滝ノ上温泉、2施設復活 雫石、環境と自然エネルギー調和形に

地熱バイナリー発電所を併設し、10年かけて滝峡荘を再興した岩岡重樹さん

 登山客や秘湯愛好家に親しまれる雫石町の滝ノ上温泉は今夏、10年ぶりに2施設で復活を果たした。度重なる自然災害や建物の老朽化で一時は全ての宿泊施設が休業していたが、2019年に「滝観荘(りゅうかんそう)」がゲストハウスとして再開し、対岸の「滝峡荘(りゅうきょうそう)」が地熱バイナリー発電所を併設する新たな形で生まれ変わった。13年に2施設の経営を引き継いだ岩岡重樹代表(69)は「構想から10年。
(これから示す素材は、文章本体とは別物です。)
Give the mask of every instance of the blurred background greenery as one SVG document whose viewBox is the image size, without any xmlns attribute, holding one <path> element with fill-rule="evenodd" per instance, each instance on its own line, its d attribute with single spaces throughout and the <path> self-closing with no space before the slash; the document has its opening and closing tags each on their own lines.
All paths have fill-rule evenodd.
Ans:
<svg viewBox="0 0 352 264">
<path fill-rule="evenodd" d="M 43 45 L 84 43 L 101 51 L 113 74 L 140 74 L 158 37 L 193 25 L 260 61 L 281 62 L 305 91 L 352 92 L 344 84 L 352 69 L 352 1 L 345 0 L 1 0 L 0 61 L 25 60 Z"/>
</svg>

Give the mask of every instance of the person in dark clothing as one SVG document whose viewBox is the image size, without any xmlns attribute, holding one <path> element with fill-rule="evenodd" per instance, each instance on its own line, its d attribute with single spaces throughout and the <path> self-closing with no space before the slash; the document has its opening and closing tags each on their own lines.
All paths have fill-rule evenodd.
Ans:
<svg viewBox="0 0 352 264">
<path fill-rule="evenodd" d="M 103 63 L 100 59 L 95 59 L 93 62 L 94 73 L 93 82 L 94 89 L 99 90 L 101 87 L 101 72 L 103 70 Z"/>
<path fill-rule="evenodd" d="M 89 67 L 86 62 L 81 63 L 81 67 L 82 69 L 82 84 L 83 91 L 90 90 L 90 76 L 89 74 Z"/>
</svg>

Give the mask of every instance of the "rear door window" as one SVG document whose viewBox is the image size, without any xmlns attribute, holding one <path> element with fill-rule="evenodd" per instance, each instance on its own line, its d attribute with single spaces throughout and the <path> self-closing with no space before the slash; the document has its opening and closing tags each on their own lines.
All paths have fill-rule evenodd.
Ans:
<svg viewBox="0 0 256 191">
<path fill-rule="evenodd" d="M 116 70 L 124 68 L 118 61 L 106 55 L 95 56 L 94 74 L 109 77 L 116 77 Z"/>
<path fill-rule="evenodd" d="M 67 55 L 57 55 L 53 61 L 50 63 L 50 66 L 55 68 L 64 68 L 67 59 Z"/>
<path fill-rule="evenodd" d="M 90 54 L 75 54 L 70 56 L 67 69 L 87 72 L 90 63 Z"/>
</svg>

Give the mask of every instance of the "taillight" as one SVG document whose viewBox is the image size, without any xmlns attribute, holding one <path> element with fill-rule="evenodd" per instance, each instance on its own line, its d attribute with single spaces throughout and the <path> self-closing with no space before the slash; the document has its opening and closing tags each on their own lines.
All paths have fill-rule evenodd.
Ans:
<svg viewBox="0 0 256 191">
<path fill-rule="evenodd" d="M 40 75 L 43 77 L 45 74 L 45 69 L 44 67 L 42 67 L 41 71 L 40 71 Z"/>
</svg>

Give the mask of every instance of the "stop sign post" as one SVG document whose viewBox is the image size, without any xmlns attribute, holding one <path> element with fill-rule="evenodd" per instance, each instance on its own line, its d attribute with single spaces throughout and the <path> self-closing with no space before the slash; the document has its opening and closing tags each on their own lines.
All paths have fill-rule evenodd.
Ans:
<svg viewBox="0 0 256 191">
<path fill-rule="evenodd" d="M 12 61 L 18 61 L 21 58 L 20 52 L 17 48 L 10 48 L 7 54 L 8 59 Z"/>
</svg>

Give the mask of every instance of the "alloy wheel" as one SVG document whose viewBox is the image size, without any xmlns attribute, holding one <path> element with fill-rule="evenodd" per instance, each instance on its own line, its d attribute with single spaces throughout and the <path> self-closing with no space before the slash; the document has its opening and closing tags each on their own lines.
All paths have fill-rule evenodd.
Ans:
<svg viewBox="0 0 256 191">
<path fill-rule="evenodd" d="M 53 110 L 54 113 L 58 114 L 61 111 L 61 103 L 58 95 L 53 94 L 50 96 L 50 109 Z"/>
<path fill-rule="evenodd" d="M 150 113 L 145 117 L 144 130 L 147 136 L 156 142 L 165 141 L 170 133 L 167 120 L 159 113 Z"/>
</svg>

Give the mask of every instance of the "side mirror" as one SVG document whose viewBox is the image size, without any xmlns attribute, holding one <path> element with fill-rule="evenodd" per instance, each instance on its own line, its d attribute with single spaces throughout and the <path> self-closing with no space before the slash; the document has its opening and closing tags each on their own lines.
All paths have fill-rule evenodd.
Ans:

自然環境と自然エネルギーが調和した温泉を具現化できた」と万感の思いに浸る。

 ゴォーという蒸気の音と対照的に、葛根田川の穏やかなせせらぎも聞こえる滝峡荘。木造の建物に入ると、川を望める窓から、木々の緑とともに陽光が差し込む空間が出迎える。

 東京都杉並区から訪れた河村富次さん(83)は「23年前、妻との山登りで立ち寄った。ひなびた趣ある雰囲気が懐かしい。思い出の温泉が再開してうれしい」と目を細めた。